(AKRS)
Era preciso, primeiramente, libertar-se abertamente da hipoteca ao «psicologismo» e é a essa tarefa que o primeiro tomo das Investigações Lógicas, Prolegômenos à Lógica Pura, será consagrado, apresentando o segundo tomo um estudo dos «vividos» actuantes na lógica e no conhecimento, ou ainda os modos de consciência ou atos correlativos às «objetividades ideais da lógica».
Os Prolegômenos aplicam-se, primeiramente, a inventariar os erros e contradições do psicologismo (bem como das concepções empiristas e antropológicas na lógica) e a opor-lhes argumentos tirados da essência mesma da lógica, isto é, da sua idealidade. Afirmar a dependência do lógico relativamente à natureza humana e à constituição do nosso espírito é negar a ideia de verdade e, por conseguinte, encerrar-se no círculo do relativismo. Se as leis do pensamento dependessem de leis causais naturais, não poderiam ser-nos dadas senão como probabilidades e não com a necessidade e a universalidade que as caracterizam. A expressão «leis do pensamento» trai, aliás, por si mesma, a essência do lógico, que é tão pouco normativa como natural. Essas leis são ideais, dizem respeito ao objeto ou ao conteúdo do pensamento. A polêmica travada por Husserl convida, portanto, a uma conversão de atitude e é nesta conversão que reside o interesse central dos Prolegômenos. O objeto do matemático e do lógico é dado numa evidência que não é menor que o sentimento psicológico da evidência, mas a consciência da «coisa mesma». A essência (ou objeto ideal) é um objeto de consciência como qualquer outro objeto; distingue-se como invariante, da multiplicidade das representações subjetivas. Com a abstração idealizadora ou ideação a permitir chegar, através de variações livres, até ao núcleo essencial, os Prolegômenos, restauram, por novos caminhos, a ideia de verdade e uma ontologia que o psicologismo, e também uma filosofia como o kantismo, tinham contribuído para desacreditar.
Contra os psicólogos, e para precisar o que ele mesmo já adiantara na sua Filosofia da Aritmética, Husserl reafirma que os conceitos e as leis matemáticas não se originam numa psicologia, ainda que sejam acessíveis nos atos psíquicos: o número 5 não é o resultado da numeração de 5 objetos, mas sim «a espécie ideal de uma forma que encontra em certos atos de numeração os seus casos particulares concretos». Contra Kant, e a concepção de uma síntese a priori engendrando o número numa intuição pura, mas sensível, Husserl distingue o número, enquanto ideia ou espécie, da singularidade intuitiva que serve de base e de ilustração ou exemplo.

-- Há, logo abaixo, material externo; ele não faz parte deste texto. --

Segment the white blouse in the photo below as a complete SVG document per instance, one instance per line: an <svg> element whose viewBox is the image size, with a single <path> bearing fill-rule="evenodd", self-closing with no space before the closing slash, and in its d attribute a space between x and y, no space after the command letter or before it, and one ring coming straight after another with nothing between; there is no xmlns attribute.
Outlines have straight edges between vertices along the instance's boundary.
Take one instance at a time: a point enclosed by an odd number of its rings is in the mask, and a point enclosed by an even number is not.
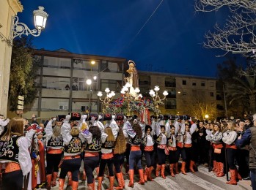
<svg viewBox="0 0 256 190"><path fill-rule="evenodd" d="M228 130L223 133L222 141L230 145L235 142L237 136L238 134L235 131L230 132Z"/></svg>

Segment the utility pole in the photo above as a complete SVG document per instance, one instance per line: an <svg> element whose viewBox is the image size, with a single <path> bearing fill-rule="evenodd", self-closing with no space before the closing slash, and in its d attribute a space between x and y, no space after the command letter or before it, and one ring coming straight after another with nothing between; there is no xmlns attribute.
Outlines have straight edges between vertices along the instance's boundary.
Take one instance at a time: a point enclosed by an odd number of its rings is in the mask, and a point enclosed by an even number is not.
<svg viewBox="0 0 256 190"><path fill-rule="evenodd" d="M225 110L226 110L226 118L227 119L227 102L226 102L226 95L225 95L225 86L223 85L223 94L224 94L224 102L225 104Z"/></svg>

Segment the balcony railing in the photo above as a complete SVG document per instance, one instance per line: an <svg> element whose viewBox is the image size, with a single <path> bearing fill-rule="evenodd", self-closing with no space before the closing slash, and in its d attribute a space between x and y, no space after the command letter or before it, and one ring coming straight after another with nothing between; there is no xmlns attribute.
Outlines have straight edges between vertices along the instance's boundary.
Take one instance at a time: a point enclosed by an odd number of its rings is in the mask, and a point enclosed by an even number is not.
<svg viewBox="0 0 256 190"><path fill-rule="evenodd" d="M170 105L170 104L166 104L165 105L165 109L172 109L175 110L176 109L177 106L176 105Z"/></svg>
<svg viewBox="0 0 256 190"><path fill-rule="evenodd" d="M165 87L176 87L176 83L165 81Z"/></svg>

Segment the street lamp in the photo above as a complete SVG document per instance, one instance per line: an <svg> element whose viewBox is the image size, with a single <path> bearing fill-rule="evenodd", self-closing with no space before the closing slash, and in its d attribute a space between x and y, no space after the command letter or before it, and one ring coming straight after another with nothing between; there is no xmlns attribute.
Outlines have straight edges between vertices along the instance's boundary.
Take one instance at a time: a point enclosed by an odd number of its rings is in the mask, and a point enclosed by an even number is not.
<svg viewBox="0 0 256 190"><path fill-rule="evenodd" d="M116 95L114 91L110 91L109 88L105 88L106 97L104 99L101 99L101 96L103 95L101 91L98 91L97 96L100 98L100 101L103 105L103 108L102 109L102 113L106 113L106 108L109 107L109 104L111 101L112 101L113 97Z"/></svg>
<svg viewBox="0 0 256 190"><path fill-rule="evenodd" d="M18 36L21 37L22 34L25 34L26 36L32 34L34 37L40 36L41 31L45 28L46 20L48 16L46 12L43 11L43 7L38 7L37 10L33 11L34 24L36 28L32 30L30 30L26 24L19 23L18 16L12 17L10 42L12 43L12 39Z"/></svg>
<svg viewBox="0 0 256 190"><path fill-rule="evenodd" d="M153 99L153 103L155 106L156 109L156 117L159 116L159 104L162 104L163 103L163 100L166 99L167 96L169 94L167 91L164 91L163 92L163 95L164 95L164 98L161 99L159 95L158 95L158 91L160 90L159 86L156 86L155 88L153 90L150 90L150 95L152 97Z"/></svg>
<svg viewBox="0 0 256 190"><path fill-rule="evenodd" d="M138 87L134 88L131 84L126 83L126 84L122 87L121 90L121 94L123 95L125 101L128 102L128 113L127 116L131 116L131 105L130 102L131 101L138 100L139 98L142 97L141 94L139 94L140 91Z"/></svg>
<svg viewBox="0 0 256 190"><path fill-rule="evenodd" d="M87 84L89 86L89 111L91 111L91 93L92 93L92 80L87 79Z"/></svg>

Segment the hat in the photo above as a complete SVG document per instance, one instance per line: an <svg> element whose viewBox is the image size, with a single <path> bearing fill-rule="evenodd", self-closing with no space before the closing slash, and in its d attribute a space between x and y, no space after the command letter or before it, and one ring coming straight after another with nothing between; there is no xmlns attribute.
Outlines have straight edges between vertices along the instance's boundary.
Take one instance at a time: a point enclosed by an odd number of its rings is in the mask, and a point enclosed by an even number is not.
<svg viewBox="0 0 256 190"><path fill-rule="evenodd" d="M43 134L43 129L37 129L37 132L36 132L36 134L37 134L37 135L39 135L39 134Z"/></svg>
<svg viewBox="0 0 256 190"><path fill-rule="evenodd" d="M128 61L128 65L133 64L134 66L136 66L134 61L131 61L131 60L129 60L129 61Z"/></svg>
<svg viewBox="0 0 256 190"><path fill-rule="evenodd" d="M31 129L33 130L36 130L36 129L39 129L39 127L37 127L38 125L36 123L32 124L31 126L29 126L28 128L26 128L26 131L30 131Z"/></svg>

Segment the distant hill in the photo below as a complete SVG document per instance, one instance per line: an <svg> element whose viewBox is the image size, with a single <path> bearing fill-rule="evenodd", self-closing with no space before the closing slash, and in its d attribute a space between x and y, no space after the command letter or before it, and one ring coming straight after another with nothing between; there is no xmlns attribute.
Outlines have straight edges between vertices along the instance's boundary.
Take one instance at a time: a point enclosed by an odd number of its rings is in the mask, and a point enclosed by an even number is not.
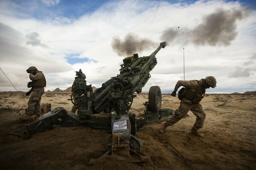
<svg viewBox="0 0 256 170"><path fill-rule="evenodd" d="M247 91L246 92L244 93L243 94L256 94L256 91Z"/></svg>
<svg viewBox="0 0 256 170"><path fill-rule="evenodd" d="M94 86L93 86L92 87L92 88L93 88L93 91L95 91L95 90L96 90L96 89L97 89L97 88L96 88ZM71 87L70 87L69 88L68 88L67 89L64 90L62 90L60 89L59 88L56 88L55 89L55 90L54 90L53 91L50 91L49 90L48 90L47 91L47 92L52 92L52 93L71 93L71 89L72 88Z"/></svg>

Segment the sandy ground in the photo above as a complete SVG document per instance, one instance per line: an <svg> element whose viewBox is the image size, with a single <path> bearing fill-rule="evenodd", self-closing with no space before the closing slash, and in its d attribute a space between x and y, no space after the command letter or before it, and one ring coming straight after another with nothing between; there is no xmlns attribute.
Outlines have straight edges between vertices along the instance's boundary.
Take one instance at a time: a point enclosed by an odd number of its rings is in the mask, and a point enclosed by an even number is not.
<svg viewBox="0 0 256 170"><path fill-rule="evenodd" d="M70 111L69 95L46 93L41 103ZM109 133L86 126L56 126L27 140L8 135L23 125L18 118L28 99L25 93L0 93L1 170L256 169L255 95L207 94L201 102L207 113L201 130L204 138L190 133L196 118L190 112L163 134L159 129L164 120L143 125L136 134L144 141L140 156L123 150L102 156ZM179 105L178 99L169 95L163 95L162 100L162 108ZM147 94L137 95L132 107L143 113L147 100Z"/></svg>

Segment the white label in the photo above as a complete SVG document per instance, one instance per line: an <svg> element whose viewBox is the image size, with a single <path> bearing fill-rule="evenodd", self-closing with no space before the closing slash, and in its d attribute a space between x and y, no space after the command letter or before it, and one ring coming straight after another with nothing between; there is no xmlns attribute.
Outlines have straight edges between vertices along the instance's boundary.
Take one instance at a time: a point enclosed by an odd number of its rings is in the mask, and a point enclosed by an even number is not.
<svg viewBox="0 0 256 170"><path fill-rule="evenodd" d="M116 122L113 124L113 131L127 129L127 121Z"/></svg>

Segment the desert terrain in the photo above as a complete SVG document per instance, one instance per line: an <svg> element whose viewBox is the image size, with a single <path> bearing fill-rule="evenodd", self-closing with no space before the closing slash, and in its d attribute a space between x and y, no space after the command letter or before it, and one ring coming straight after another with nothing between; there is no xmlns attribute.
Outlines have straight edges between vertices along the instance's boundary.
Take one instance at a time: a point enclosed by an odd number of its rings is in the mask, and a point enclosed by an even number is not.
<svg viewBox="0 0 256 170"><path fill-rule="evenodd" d="M23 140L8 133L24 125L29 96L25 92L0 92L0 164L1 170L255 170L256 94L207 94L201 103L207 114L201 131L204 138L190 133L196 117L183 119L164 134L165 120L149 122L136 136L144 141L141 156L123 150L107 152L110 133L87 126L53 129ZM46 92L41 103L52 109L70 111L70 93ZM132 108L143 113L148 94L137 94ZM178 108L180 101L162 95L162 108ZM135 109L130 111L138 115Z"/></svg>

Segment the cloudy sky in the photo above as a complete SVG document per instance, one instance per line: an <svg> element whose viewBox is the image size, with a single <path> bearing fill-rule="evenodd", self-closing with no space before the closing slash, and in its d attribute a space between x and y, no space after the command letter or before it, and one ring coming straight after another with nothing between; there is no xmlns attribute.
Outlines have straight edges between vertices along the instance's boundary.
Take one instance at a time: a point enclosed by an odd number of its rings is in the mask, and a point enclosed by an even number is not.
<svg viewBox="0 0 256 170"><path fill-rule="evenodd" d="M29 90L31 66L46 91L71 86L79 69L99 88L125 57L166 41L143 91L171 92L184 79L183 52L185 80L216 78L207 93L255 91L256 10L253 0L1 0L0 68L18 91ZM0 91L9 91L0 71Z"/></svg>

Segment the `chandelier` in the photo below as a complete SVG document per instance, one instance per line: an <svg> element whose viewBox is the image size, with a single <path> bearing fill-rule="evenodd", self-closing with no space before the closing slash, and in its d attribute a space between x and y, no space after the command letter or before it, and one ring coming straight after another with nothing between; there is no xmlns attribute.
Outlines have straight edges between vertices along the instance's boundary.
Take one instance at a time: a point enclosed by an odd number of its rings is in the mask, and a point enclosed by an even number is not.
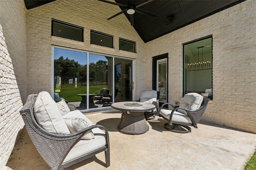
<svg viewBox="0 0 256 170"><path fill-rule="evenodd" d="M212 64L209 61L204 61L203 49L204 46L197 47L198 49L198 62L188 64L188 71L207 70L212 69ZM202 49L202 62L199 62L199 49Z"/></svg>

Numa tal evidência, o que doravante é visado (e o caso do número pode ser imediatamente alargado a outras espécies ideais, a cor vermelha, por exemplo) «não é o intuído enquanto todo, nem a forma que lhe é inerente, ainda que não seja separável para si mesma, […] mas antes a espécie formal ideal que, em sentido aritmético é absolutamente una […] e que, assim, não participa, de forma alguma, na contingência dos atos com a sua temporalidade e instabilidade» (Investigações Lógicas, I, p. 189). Assim, e é um resultado essencial dos Prolegômenos, uma teoria pura das idealidades, tal como os matemáticos contemporâneos, retomando as fecundas perspectivas de Leibniz e Bolzano, tentam concebê-las sem recurso a uma construção na intuição sensível, deixa de constituir mistério. A consciência de uma necessidade da essência ao nível dos conceitos e das leis actualizadas na evidência dão a certeza de que não nos encontramos aqui perante uma linguagem sem conteúdo. Mais genericamente, fica assim definida uma ciência das relações entre objetividades ideais, uma «ontologia formal».